Researchers Pinpoint Brain’s Audiovisual Processing Center

Jul. 23, 2015

brain anatomyA new study is helping scientists more precisely understand how the brain stitches together sensory information such as sound and images, insight that could shed new light on conditions such as Autism. The research, which appears in the Journal of Neuroscience, identifies an area of the brain in the frontal lobe responsible for working memory and sensory integration.

“Work in our laboratory is aimed at understanding how auditory and visual information are integrated since we know this process is crucial for recognizing objects by sight and sound, communicating effectively, and navigating through our complex world,” said Lizabeth Romanski, Ph.D., an associate professor in the University of Rochester Department of Neurobiology and Anatomy and co-author of the study.

“Our recent study demonstrates that the prefrontal cortex plays an essential role in audiovisual working memory, and when this area is switched off our ability to remember both the auditory and visual cues is impaired,” said to Bethany Plakke, Ph.D., a postdoctoral fellow in the Romanski lab and co-author of this study.

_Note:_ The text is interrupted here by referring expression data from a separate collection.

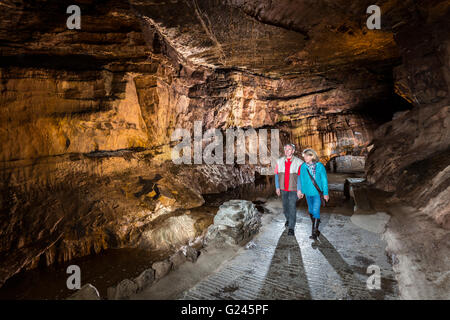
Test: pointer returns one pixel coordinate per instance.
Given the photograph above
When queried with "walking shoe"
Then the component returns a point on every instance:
(316, 228)
(313, 233)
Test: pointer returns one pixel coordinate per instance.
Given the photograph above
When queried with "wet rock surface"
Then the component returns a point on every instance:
(295, 267)
(235, 222)
(87, 115)
(86, 292)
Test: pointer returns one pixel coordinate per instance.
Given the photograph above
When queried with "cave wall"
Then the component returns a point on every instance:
(410, 153)
(87, 115)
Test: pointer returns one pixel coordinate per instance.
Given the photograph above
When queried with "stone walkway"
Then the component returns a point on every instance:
(287, 267)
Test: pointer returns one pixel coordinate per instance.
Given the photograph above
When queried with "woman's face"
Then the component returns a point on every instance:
(308, 158)
(288, 151)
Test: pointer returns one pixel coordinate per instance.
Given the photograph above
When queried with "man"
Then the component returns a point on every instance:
(287, 183)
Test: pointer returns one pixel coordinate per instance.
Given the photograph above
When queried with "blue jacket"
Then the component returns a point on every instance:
(306, 184)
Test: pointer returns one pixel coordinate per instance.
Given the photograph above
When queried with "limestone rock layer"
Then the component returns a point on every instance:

The frontal lobe is the cockpit of the human brain and is responsible for important cognitive skills, such as problem solving, planning, decision-making, working memory, and communication. While sensory inputs are collected in many different parts of the brain, the frontal lobe is where this complex information is integrated with other ongoing events. Consequently, this area of the brain is of great scientific interest not only because of its central role in human cognition, but because of its potential role in sensory integration deficits which occur in disorders such as Autism.

The researchers focused their attention on a region in the brains of primates called the ventral prefrontal cortex which comprises the lower segment of the frontal lobe. This area is anatomically similar to a region in the human brain referred to as the inferior frontal gyrus which contains Broca’s area, a region that is essential for speech and language processing.

The study involved testing the working memory of rhesus monkeys, specifically their ability to associate visual with auditory information. Using short videos, the scientists trained the subjects to remember the faces and “voices” of fellow monkeys. After a period of time, the researchers would show the videos again, this time occasionally mismatching faces and voices. When the subjects recognized the mismatch, they pushed a button and, if correct, received a reward consisting of fruit juice. During the control phase of the experiments, the subjects were able to detect mismatched faces and voices 70 to 80 percent of the time.

However, when the researchers inactivated the ventral prefrontal cortex a reversible process that is akin to putting nerve cells in this part of the brain to sleep the ability to identify the mismatched faces and voices was greatly reduced. Additionally, when it was necessary to only remember faces, performance was not impaired, suggesting that the ventral prefrontal cortex is essential in auditory and multisensory processing.

The research points to the importance of this area of the brain in the process of integrating communication information, or the ability of the brain to combine speech with gestures, facial expressions and other visual input and make sense of it all. As such, these findings may have significant implications in disorders, like Autism, where individuals have difficulty integrating auditory and visual information during communication. The failure to integrate can result in the loss of information and miscommunication and may contribute to the impaired communication and social behaviors that are the hallmark of these conditions.